Close on the heels of the Union home ministry issuing a warning to phone and internet users to be cautious of suspicious links offering Valentine’s Day offers, Check Point, one of the world’s leading cyber security establishment, issued an alert Friday afternoon with data from its ‘Threat Prevention’ technologies that showed increased phishing emails and malicious domain registrations related to Valentine’s Day online.
“As people go online to purchase gifts for their loved ones during this period, Check Point Research has observed a surge in malicious phishing email campaigns in the second half of January, with over 400 malicious Valentine’s Day-themed individual phishing emails weekly,” it said in its statement.
Most of the phishing scams aim to defraud shoppers by leading them to fake websites that look similar to those of established brands offering jewelleries or other gifts that are popular gifting options during this period. The sites offer cheaper than normal prices, enticing gullible customers to part with their financial information.
Additionally, the agency noticed a spike of nearly 30 per cent in new Valentine’s Day-themed domains being registered through the month of January—in time for the season.

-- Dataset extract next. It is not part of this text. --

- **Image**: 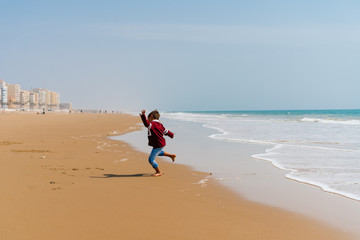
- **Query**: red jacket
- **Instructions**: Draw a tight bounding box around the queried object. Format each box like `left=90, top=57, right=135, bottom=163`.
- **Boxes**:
left=140, top=114, right=174, bottom=148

Of 23,000 new domains, more than a 100 were established to be malicious, with the cloud of suspicion on over 400 others.
Home ministry’s ‘Cyber Dost’ initiative had also warned of Valentine’s Day online scams, like invitation for prizes associated with quiz or lucky number winners or links to discounts in star hotels to celebrate the special day. It also warned of fake websites, which may offer gift vouchers, high discounts or deals on Valentine’s Day items like chocolates, jewellery, roses, etc.
“Avoid to click such malicious links as it can install malware or lead you to malicious/fake websites. And verify the genuineness of deals before purchasing anything online,” the government alert warned.
“Other common attack vectors are phishing sites and text messages usually aimed at stealing credentials to perform account takeovers,” explains Check Point’s blog, further adding, “These can lead to devastating results such as data loss, fraudulent money transfers and more.”
CERT-IN, India’s official computer emergency response team, had also undertaken a text message campaign earlier this week, advising users to keep their "digital devices bot free", offering links to bot removal tools. It is among a total of seven tools the government officially released this week for citizens to safeguard smartphones and computers from botnet attacks.